The high-profile move we’ve all been waiting for

What joy! What relief! With our eardrums fairly popping from the relentless cacophony of speculation surrounding the likes of Ronaldo, Bale, Rooney and Suarez, at long last we have a big-name Irish transfer story to get excited about.

The high-profile move we’ve all been waiting for

Okay, it might not be quite as sensational as Sol Campbell changing strips in North London or Carlos Tevez crossing the great divide in Manchester or Luis Figo enraging Barcelona by joining Real Madrid but, still, the sight of one of our best-known performers finally departing a grand old club to hook up with perceived nouveau riche upstarts, is definitely one to put a bit of zip back in the local coverage.

So best of luck at your new home P Kenny — we will, as Il Trap likes to say, follow you closely.

Unhappily, there has been no equivalent story to get worked about when it comes to significant Irish movement in the transfer market across the water. For all the articles which have clogged up the papers since the end of last season claiming that James McCarthy or Seamus Coleman or Shane Long or Kevin Doyle or Aiden McGeady were wanted here, there and everywhere, the start of August finds things pretty much as you were back when the final ball was being kicked in May.

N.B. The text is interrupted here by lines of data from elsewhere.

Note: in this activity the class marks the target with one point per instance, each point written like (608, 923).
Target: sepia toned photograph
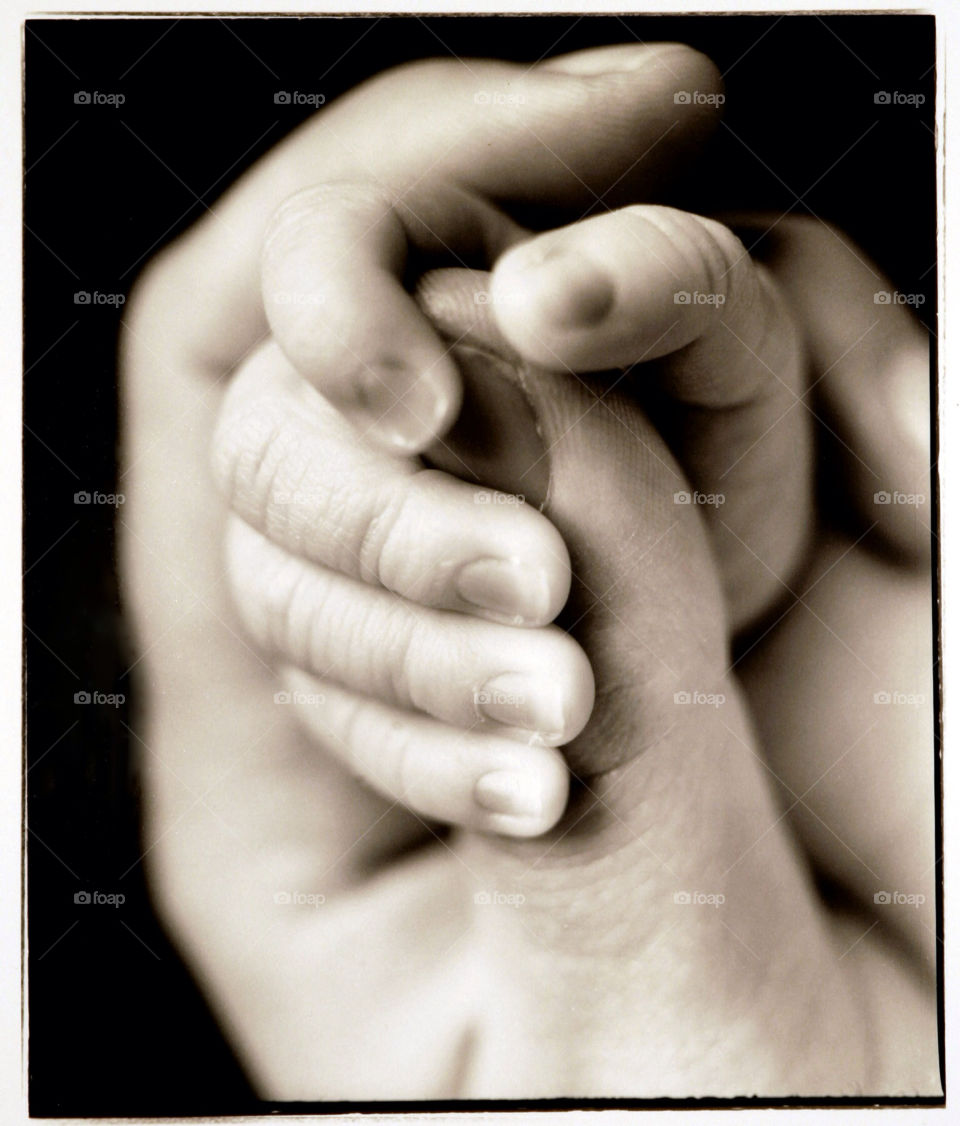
(482, 563)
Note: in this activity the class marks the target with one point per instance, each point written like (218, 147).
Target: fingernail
(519, 700)
(510, 792)
(403, 414)
(508, 588)
(571, 292)
(610, 60)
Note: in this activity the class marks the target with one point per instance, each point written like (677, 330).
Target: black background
(116, 1025)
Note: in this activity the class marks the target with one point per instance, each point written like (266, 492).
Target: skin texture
(364, 994)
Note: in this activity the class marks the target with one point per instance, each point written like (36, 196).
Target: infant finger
(293, 467)
(333, 262)
(469, 778)
(458, 669)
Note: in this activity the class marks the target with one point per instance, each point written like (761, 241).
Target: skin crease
(557, 993)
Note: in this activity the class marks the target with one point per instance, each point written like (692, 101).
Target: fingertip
(525, 797)
(404, 416)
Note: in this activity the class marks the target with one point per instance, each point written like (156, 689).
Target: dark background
(116, 1026)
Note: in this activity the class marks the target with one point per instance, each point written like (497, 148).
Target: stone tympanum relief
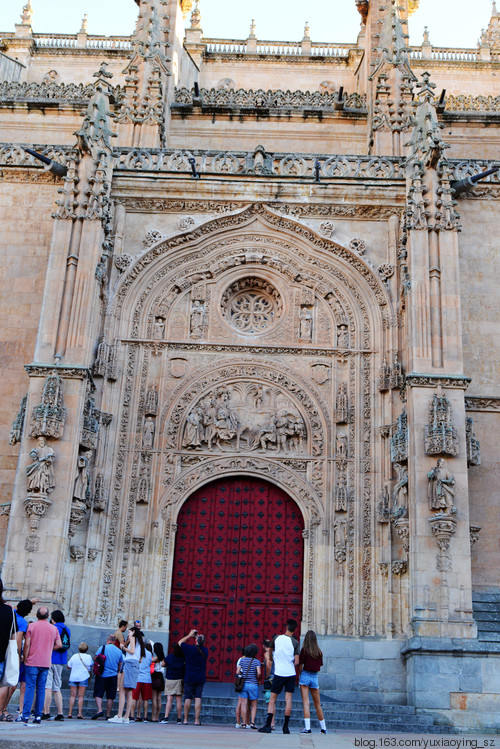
(245, 416)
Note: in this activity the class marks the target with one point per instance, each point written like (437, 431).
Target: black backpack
(65, 640)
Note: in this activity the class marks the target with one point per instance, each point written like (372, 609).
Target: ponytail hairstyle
(139, 638)
(310, 646)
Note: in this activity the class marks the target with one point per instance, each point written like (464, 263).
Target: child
(310, 662)
(80, 664)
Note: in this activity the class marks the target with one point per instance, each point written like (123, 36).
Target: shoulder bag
(10, 676)
(239, 682)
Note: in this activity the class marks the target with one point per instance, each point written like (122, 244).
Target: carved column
(439, 551)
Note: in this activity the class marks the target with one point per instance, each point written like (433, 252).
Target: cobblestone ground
(101, 735)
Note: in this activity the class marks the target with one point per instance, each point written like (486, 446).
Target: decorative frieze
(440, 437)
(399, 439)
(47, 419)
(472, 444)
(16, 431)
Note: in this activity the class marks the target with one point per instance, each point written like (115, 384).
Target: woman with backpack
(133, 652)
(81, 665)
(249, 668)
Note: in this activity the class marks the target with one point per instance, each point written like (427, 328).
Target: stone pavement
(101, 735)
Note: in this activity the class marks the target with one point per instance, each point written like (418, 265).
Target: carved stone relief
(47, 419)
(260, 417)
(440, 435)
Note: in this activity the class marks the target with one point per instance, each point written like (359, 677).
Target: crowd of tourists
(34, 656)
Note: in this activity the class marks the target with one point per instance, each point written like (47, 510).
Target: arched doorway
(238, 568)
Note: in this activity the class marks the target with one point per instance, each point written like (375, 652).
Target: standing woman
(249, 668)
(157, 681)
(310, 662)
(268, 673)
(133, 652)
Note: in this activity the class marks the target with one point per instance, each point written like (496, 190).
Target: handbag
(10, 676)
(157, 681)
(239, 682)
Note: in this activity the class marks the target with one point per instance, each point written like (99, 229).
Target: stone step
(488, 626)
(487, 615)
(478, 597)
(488, 636)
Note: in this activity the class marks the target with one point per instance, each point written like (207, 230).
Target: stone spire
(391, 91)
(196, 16)
(27, 14)
(491, 36)
(146, 82)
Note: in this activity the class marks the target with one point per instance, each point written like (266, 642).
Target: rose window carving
(251, 305)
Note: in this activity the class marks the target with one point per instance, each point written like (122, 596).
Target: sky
(452, 23)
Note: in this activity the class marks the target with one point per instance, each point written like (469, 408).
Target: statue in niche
(148, 433)
(306, 321)
(298, 433)
(193, 429)
(268, 434)
(207, 417)
(159, 328)
(342, 336)
(81, 490)
(226, 422)
(197, 317)
(41, 472)
(284, 429)
(400, 493)
(341, 494)
(440, 491)
(341, 446)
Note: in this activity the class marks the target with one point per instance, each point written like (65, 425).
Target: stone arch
(336, 272)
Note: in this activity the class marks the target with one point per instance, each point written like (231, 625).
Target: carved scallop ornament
(251, 305)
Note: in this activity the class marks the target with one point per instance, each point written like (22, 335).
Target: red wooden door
(237, 573)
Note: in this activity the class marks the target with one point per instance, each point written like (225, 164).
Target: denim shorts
(309, 679)
(250, 691)
(79, 683)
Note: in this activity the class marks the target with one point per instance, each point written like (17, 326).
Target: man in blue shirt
(196, 673)
(106, 683)
(59, 659)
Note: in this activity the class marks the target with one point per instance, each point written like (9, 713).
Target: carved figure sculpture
(400, 493)
(193, 434)
(268, 435)
(159, 328)
(440, 491)
(148, 433)
(41, 472)
(82, 480)
(305, 328)
(197, 316)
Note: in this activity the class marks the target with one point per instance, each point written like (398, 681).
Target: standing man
(286, 659)
(42, 638)
(120, 632)
(59, 659)
(107, 682)
(196, 673)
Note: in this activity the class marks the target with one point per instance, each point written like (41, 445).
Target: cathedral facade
(250, 331)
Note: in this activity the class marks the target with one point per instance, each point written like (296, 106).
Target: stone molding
(481, 403)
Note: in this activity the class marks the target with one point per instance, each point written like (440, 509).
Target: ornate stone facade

To some extent, this is nothing new. I recently had occasion to sift back through some old clippings and was amused to find a story from the early 90s stating as certain fact that one Niall Quinn, then of Manchester City, was bound for Torino. Hope that Italian job worked out well for the big man! But even allowing for the fact that papers never refuse ink, especially where juicy but not always well-informed rumour about transfers is concerned, there has to be something at last mildly worrying about the failure, thus far, of some of Ireland’s most highly regarded talent to trigger activity in the market.

Which is not to say that at least a couple of the aforementioned boys in green won’t end up in pastures new, perhaps even by the time you finish reading this article, but I doubt too many would have confidently predicted a few months ago that, by the time the big kick-off was looming, James McCarthy would still be contemplating a season in the Championship and, worse, Kevin Doyle preparing for a campaign in League One.

Meanwhile, the elite bracket in the Premier League continues to remain, as it has been for some time, an Irish-free zone.

Part of this is certainly down to brute economics, with one Irish-based agent being quoted recently as saying that English and even Scottish clubs know they can get better value for money by bringing in talent from eastern Europe.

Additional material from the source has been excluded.